Casino gaming may be coming to Brazil, the Dutch market’s unexpected size comes along with a few hiccups, and Finnish authorities are sticking with their monopoly.
Betting getting bigger in Brazil
The legalization of sports betting in Brazil was one of the biggest stories in iGaming, and the rollout of the full regulations is still hotly anticipated. But after a tumultuous final month of 2021, the Latin Giant seems poised to take yet another massive step forward.
A piece of legislation recently introduced in the country’s congress, Bill 442/1991, would legalize casino resorts, bingo halls, jogo do bicho, and online casino gaming. A resolution to rush a vote on the bill was furiously debated and led to a number of amendments, such as lowering the tax rate for gambling enterprises from 25% to 17%.
Deputy Felipe Carreras cited common concerns as reasons for the country to regulate. Without regulations, there’s no way to effectively combat underage and problem gambling. The fact that gambling is illegal doesn’t stop players from visiting offshore sites (surprising no one) which contribute nothing in tax revenues.
Evangelical groups in the country’s congress vehemently opposed the bill, insisting they would boycott any vote on the legislation, which would leave the house without enough members present to stage the vote. To cap it off, they had president Jair Bolsonaro in their corner, who promised congress would have to override his veto.
However, in the end, lawmakers voted to fast-track the bill to the Chamber of Deputies, where a final vote will be held in February. Bill 442/1991 isn’t the first gambling bill to try and make its way through the country’s congress. Three other bills to regulate casino resorts or other forms of gambling are already up for debate, one of which would only allow integrated casino resorts.
The cause of the unexpected change of heart isn’t clear. Chamber Speaker Arthur Lira denied reports that the evangelical bloc supported the measure only after they were promised a vote on a bill that would exempt certain churches from property taxes.

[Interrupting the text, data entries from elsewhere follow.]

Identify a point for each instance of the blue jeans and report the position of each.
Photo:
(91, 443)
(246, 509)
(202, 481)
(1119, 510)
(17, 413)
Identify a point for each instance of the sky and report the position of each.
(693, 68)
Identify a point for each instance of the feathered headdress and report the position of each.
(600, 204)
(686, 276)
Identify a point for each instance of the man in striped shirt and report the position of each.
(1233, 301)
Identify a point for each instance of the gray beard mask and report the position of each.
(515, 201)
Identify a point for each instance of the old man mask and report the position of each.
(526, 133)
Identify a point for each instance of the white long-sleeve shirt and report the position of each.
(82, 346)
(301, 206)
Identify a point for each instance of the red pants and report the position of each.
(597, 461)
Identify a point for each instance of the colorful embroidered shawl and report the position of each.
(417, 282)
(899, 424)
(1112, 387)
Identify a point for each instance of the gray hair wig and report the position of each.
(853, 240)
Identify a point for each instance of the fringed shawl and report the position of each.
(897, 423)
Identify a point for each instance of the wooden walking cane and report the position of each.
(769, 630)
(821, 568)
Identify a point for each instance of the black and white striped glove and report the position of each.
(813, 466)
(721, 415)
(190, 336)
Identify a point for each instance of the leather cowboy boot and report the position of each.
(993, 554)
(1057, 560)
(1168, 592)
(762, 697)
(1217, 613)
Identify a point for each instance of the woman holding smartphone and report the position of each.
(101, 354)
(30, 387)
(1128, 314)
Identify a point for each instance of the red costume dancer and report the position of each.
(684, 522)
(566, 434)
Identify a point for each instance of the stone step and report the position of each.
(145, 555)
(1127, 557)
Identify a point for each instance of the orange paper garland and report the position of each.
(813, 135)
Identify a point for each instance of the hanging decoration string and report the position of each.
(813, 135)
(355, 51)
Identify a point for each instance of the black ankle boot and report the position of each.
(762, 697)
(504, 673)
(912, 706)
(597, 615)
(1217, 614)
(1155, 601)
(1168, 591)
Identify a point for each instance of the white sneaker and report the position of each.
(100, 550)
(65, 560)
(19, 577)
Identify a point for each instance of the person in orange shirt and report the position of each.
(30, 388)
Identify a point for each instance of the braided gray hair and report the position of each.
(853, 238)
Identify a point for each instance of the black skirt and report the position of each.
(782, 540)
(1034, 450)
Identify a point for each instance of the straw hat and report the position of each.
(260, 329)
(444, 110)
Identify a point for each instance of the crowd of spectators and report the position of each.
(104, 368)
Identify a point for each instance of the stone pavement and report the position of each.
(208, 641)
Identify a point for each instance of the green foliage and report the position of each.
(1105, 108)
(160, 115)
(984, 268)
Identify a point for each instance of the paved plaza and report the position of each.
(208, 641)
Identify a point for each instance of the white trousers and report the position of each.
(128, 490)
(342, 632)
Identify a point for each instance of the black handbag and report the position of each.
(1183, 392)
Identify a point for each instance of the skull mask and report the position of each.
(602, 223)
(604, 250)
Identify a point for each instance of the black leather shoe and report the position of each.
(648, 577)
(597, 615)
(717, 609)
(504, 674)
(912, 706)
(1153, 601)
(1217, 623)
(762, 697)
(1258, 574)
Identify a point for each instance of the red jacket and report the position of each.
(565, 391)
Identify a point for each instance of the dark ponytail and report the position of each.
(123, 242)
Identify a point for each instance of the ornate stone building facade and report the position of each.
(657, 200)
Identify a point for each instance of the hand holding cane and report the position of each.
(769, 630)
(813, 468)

A flood of activity in the Netherlands
The recently regulated Dutch market is even bigger than predicted, but the launch of the legal market is presenting lawmakers with a few issues they might not have previously considered.

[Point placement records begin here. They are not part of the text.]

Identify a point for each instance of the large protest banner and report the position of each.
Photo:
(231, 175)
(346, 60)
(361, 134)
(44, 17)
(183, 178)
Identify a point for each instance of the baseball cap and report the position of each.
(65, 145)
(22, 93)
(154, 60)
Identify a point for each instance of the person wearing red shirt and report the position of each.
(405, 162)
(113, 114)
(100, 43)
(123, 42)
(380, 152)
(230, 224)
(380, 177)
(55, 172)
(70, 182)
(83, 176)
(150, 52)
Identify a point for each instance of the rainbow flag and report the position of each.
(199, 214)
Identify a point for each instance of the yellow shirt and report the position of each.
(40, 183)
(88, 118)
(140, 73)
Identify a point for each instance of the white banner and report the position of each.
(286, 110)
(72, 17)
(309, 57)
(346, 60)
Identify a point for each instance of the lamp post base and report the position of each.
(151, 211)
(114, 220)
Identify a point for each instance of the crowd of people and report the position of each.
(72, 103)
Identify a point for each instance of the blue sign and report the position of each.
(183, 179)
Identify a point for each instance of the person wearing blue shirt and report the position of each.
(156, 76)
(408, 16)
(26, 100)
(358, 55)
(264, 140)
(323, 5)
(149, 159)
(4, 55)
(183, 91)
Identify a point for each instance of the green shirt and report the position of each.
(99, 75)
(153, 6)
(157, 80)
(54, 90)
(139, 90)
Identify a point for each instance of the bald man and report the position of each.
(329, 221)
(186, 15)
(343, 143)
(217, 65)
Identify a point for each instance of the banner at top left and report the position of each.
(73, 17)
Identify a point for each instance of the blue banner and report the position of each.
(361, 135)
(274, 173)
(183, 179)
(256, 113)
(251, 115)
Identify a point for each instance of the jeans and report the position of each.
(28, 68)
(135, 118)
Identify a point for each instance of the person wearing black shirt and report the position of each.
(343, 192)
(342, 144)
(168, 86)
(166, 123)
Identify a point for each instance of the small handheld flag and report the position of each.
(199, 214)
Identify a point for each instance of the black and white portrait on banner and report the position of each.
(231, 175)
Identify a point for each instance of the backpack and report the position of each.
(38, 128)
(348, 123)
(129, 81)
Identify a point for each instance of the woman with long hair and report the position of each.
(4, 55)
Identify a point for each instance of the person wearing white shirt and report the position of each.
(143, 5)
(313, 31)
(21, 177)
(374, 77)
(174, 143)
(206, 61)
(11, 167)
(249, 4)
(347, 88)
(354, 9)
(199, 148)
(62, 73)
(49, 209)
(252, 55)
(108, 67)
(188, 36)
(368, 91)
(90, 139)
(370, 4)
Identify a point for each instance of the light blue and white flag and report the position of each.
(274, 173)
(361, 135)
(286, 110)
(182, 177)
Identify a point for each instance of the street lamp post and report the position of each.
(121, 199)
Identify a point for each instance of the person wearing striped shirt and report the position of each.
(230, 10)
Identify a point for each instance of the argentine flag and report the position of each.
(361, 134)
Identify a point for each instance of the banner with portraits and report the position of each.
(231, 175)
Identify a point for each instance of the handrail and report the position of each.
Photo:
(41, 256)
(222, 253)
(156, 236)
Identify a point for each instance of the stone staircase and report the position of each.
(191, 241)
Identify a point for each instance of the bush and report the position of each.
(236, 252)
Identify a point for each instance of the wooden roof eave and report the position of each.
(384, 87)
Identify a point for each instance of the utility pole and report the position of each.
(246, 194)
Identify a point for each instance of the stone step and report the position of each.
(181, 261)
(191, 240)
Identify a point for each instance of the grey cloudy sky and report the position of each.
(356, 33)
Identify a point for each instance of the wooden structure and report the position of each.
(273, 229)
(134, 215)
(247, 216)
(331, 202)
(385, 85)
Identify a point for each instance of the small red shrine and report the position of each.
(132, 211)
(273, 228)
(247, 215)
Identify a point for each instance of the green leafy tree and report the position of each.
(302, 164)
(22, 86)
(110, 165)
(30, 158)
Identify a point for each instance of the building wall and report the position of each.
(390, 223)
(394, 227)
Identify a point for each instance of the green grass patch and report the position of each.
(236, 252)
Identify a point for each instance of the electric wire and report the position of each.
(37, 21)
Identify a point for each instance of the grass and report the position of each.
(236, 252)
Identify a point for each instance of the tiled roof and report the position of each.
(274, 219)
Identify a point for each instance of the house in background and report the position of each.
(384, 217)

The Dutch government has released a report estimating the size of the market to be €814 million ($918 million), just a little higher than the previously expected €580 million. The unexpected level of activity extends to advertising practices as well.
According to Nielsen, the information, data, and market measurement firm, the number of gambling advertisements in the Netherlands has doubled since legalization. While traditional restrictions apply to mediums such as television, the vast majority of advertising now takes place online, prompting the country’s House of Representatives to call for internet advertisements to be banned between 6:00 and 21:00.
The government aims to keep the reins of the rapidly maturing market. Dutch operators’ association VNLOK has acquiesced to a voluntary advertising code. The code will effectively extend TV and radio advertising restrictions online. Similar to measures implemented elsewhere in Europe and Scandinavia, the code will also limit one of iGaming’s most popular acquisition tools: bonuses will be capped at €250 and unavailable to players under 25.
These measures might seem stringent compared to regulations in other countries. But they should also be taken as a sign that authorities value the gambling industry and hope to promote a healthy market by protecting vulnerable populations.
The last monopoly in the EU
While some markets are opening up, Finland is keeping a tight grip on its gaming industry.
A proposal to block PSPs from allowing Finnish players to visit offshore sites was initially ruled unconstitutional, but ultimately made its way into the country’s new reforms, which were passed into law near the end of December. The reforms also tighten advertising restrictions.
Maarten Haijer, secretary general of the European Gaming and Betting Association, ended 2020 by making his case that Finland had missed an opportunity to drop its monopoly in favor of an open licensing system in a blog post on the association’s website.
An open licensing system would allow Finnish players to access a greater variety of gambling products without having to visit offshore sites, Haijer argued. It would also allow EGBA licensees to operate and pay taxes in Finland.
The law is in effect from January 1, 2022, and the payment blocking measures will come into effect in 2023, meaning we won’t know how effective they are for a few years. According to the EGBA, they do little to deter players.